The collaborative efforts in this project is an exemplar of researchers from multiple disciplines and institutions coming together to contribute to Singapore’s collective effort to combat the coronavirus crisis. Professor Chan noted: “There is a clear and urgent need for resilience and adaptability from people, businesses, agencies and leaders when responding to changes from COVID-19 disruptions and navigating post-pandemic realities. Effective actions are rooted in strong evidence from robust research that can produce practical recommendations and solutions. For the multi-disciplinary research efforts in this direction to make meaningful impact in a timely manner, we will need to go beyond the resources provided by A*STAR and SMU to collaborate with organisations across the public, private, and people sectors”.

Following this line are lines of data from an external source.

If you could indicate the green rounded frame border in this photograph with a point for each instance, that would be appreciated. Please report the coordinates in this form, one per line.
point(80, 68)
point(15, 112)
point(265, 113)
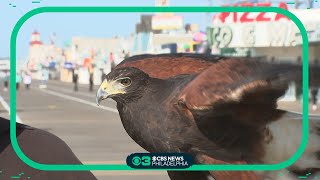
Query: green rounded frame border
point(86, 167)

In embarking on this project to study people-centric adaptability and resilience, Professor Chan, who is well-known internationally for his scientist-practitioner contributions, has a longer-term vision and mission beyond its three-year funding period. He concluded our interview with this parting shot: “COVID-19 has created complex and dynamic problems in various contexts that people at all levels need to deal with. How can we effectively adapt to these novel demands and rapid changes, not only to cope with the coronavirus crisis but also to enhance resilience and recovery to navigate post-pandemic realities and potential endemic situations to emerge better and stronger? To do that, we need an evidence-based understanding of adaptability and resilience processes including knowing the factors and conditions that make people able and willing to adapt and thrive. Amid COVID-19 challenges, our mission as researchers is to create, disseminate, and apply this knowledge from rigorous and relevant studies. We should help translate these scientific insights into practical solutions and enablers for developing positive attitudes and taking appropriate actions, so that people can function effectively in a sustained and sustainable way as they continue to live, learn, work, and play.”